A systematic search of PubMed, EMBASE, MEDLINE and the Cochrane Library was conducted up to August 2024, following PRISMA guidelines. Retrospective studies assessing oncological outcomes in patients with incidental nodal disease rectal cancer who underwent curative surgery without prior neoadjuvant therapy were included. Risk of bias was assessed using the Newcastle-Ottawa Scale. Due to heterogeneity of studies, a meta-analysis was not performed. This review is registered with PROSPERO (CRD42024596805). No funding was received.
Nine studies comprising 5989 patients were analysed. Adjuvant therapy was associated with improved outcomes compared to observation alone. Overall survival (OS) ranged from 61.3% to 92% for adjuvant chemotherapy (CT), 63% to 93% for CRT, and 42% to 82.1% for no adjuvant therapy.
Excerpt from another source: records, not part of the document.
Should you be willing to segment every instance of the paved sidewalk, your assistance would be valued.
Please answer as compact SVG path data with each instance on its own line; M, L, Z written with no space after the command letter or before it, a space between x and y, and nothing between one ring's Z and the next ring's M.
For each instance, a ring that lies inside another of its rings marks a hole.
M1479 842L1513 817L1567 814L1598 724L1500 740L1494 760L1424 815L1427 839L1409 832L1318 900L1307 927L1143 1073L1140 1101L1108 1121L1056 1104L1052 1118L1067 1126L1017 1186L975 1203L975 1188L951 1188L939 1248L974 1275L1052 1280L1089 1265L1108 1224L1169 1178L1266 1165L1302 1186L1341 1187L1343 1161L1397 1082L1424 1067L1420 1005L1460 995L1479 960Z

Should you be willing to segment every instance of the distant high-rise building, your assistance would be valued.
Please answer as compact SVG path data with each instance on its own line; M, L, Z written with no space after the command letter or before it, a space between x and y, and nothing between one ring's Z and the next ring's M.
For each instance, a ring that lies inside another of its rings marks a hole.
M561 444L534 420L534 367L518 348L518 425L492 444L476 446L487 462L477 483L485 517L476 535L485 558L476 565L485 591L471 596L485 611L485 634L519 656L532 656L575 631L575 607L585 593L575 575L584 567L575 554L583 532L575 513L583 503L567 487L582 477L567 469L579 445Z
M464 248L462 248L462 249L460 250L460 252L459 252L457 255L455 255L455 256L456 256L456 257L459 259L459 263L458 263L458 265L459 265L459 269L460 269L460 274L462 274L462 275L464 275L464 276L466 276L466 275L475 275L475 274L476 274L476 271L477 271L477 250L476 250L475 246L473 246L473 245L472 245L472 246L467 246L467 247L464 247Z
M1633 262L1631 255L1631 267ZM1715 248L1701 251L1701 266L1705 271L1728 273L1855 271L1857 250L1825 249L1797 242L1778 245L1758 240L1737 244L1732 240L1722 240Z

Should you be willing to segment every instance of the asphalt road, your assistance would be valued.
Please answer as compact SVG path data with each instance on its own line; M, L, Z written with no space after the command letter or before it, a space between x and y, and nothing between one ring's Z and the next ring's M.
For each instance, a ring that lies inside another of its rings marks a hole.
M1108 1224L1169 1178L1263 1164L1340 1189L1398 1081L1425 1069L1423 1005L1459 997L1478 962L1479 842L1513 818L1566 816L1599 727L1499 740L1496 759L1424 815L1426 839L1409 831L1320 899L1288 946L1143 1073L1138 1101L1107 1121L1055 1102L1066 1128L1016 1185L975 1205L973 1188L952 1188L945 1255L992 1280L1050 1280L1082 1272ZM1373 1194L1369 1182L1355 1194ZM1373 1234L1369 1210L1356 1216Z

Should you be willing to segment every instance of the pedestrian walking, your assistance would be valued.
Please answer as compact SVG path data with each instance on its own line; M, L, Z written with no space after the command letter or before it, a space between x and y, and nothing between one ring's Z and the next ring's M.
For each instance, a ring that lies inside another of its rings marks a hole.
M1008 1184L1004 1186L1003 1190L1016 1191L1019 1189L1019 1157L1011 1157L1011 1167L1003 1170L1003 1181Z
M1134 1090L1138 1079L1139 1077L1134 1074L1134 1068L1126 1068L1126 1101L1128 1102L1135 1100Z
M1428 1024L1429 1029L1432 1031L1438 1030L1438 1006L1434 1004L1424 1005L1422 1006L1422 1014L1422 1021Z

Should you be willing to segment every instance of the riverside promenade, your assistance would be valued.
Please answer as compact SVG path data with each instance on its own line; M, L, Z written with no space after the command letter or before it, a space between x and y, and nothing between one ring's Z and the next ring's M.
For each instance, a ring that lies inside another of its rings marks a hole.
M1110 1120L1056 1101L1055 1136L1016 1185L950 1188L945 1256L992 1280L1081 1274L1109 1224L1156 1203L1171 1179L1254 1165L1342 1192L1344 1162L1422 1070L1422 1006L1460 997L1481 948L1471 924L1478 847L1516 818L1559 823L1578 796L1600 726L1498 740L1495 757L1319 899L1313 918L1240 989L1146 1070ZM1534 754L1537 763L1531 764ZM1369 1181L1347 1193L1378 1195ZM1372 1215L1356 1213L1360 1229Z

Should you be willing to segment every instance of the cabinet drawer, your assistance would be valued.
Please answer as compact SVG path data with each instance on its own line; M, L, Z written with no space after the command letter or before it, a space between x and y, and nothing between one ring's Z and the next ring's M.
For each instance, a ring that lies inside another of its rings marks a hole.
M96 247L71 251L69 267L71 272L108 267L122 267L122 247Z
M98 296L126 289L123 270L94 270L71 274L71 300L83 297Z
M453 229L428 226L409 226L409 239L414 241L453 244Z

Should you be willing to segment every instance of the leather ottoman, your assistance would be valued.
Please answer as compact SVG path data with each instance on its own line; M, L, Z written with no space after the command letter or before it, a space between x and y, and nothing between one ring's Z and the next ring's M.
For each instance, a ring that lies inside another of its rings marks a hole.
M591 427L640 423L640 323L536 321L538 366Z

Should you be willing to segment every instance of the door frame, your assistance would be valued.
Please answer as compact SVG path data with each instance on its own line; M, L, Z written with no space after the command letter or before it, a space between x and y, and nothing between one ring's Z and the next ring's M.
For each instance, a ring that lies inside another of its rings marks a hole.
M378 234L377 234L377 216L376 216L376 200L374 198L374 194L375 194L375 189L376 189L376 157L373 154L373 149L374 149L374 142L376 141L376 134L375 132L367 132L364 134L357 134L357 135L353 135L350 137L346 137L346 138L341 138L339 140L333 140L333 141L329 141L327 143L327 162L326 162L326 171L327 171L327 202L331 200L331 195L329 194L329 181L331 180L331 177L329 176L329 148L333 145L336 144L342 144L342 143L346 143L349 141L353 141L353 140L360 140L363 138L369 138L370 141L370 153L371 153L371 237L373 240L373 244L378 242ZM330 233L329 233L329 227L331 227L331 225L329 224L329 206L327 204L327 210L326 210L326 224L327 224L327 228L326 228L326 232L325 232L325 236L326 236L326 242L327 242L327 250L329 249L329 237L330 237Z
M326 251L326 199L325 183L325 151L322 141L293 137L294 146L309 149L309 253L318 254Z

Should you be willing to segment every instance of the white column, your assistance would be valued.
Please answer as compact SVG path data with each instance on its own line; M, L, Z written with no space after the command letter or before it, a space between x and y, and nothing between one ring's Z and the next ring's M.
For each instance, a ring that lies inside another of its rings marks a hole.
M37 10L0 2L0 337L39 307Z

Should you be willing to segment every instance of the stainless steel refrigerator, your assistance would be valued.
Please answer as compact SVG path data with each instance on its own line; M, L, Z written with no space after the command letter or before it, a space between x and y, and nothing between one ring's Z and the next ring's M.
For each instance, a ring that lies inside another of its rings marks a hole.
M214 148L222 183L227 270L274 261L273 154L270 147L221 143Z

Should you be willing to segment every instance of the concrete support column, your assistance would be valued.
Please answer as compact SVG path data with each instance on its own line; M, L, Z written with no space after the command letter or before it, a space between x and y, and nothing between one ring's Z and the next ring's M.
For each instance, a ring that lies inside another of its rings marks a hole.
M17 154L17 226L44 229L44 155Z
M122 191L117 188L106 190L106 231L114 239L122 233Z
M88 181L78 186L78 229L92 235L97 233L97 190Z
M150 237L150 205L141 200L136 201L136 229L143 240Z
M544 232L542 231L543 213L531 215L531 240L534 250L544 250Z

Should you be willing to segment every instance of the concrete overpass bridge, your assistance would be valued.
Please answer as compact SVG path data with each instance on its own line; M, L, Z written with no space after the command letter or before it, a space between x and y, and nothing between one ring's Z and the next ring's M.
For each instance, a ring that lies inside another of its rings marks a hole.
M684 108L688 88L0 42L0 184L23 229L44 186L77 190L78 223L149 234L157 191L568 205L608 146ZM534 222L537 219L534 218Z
Disease-free survival (DFS) ranged from 43% to 90%. Local recurrence (LR) was lowest with CRT (2%-9.1%), while metastatic disease (MD) ranged from 20% to 50%. Poorer outcomes were linked to pN2 disease, positive margins, perineural invasion, high lymph node ratio and low tumour location.
Adjuvant CT improves survival in incidental node-positive rectal cancer; RT may benefit high-risk subgroups. Further prospective studies are warranted.
根治性手术后偶然发现的淋巴结阳性直肠癌的最佳辅助治疗策略仍不明确。虽然术前放化疗(CRT)是局部晚期直肠癌的标准治疗方法,但辅助放疗(RT)在早期淋巴结阳性疾病(IIIA期)中的作用仍存在争议。本系统评价评估了与不同辅助治疗方式相关的生存结局,并确定了影响疾病进展的关键预后因素。
按照PRISMA指南,截至2024年8月对PubMed、EMBASE、MEDLINE和Cochrane图书馆进行了系统检索。纳入了评估未接受新辅助治疗的根治性手术后偶然发生淋巴结疾病的直肠癌患者肿瘤学结局的回顾性研究。使用纽卡斯尔-渥太华量表评估偏倚风险。由于研究的异质性,未进行荟萃分析。本评价已在PROSPERO(CRD42024596805)注册。未获得资金支持。
分析了9项研究,共纳入5989例患者。与单纯观察相比,辅助治疗与更好的结局相关。辅助化疗(CT)的总生存期(OS)为61.3%至92%,CRT为63%至93%,未进行辅助治疗为42%至82.1%。无病生存期(DFS)为43%至90%。CRT的局部复发(LR)最低(2% - 9.1%),而转移疾病(MD)为2%至50%。较差的结局与pN2疾病、切缘阳性、神经周围侵犯、高淋巴结比率和低肿瘤位置有关。
辅助CT可提高偶然发现的淋巴结阳性直肠癌患者的生存率;放疗可能使高危亚组受益。有必要进行进一步的前瞻性研究。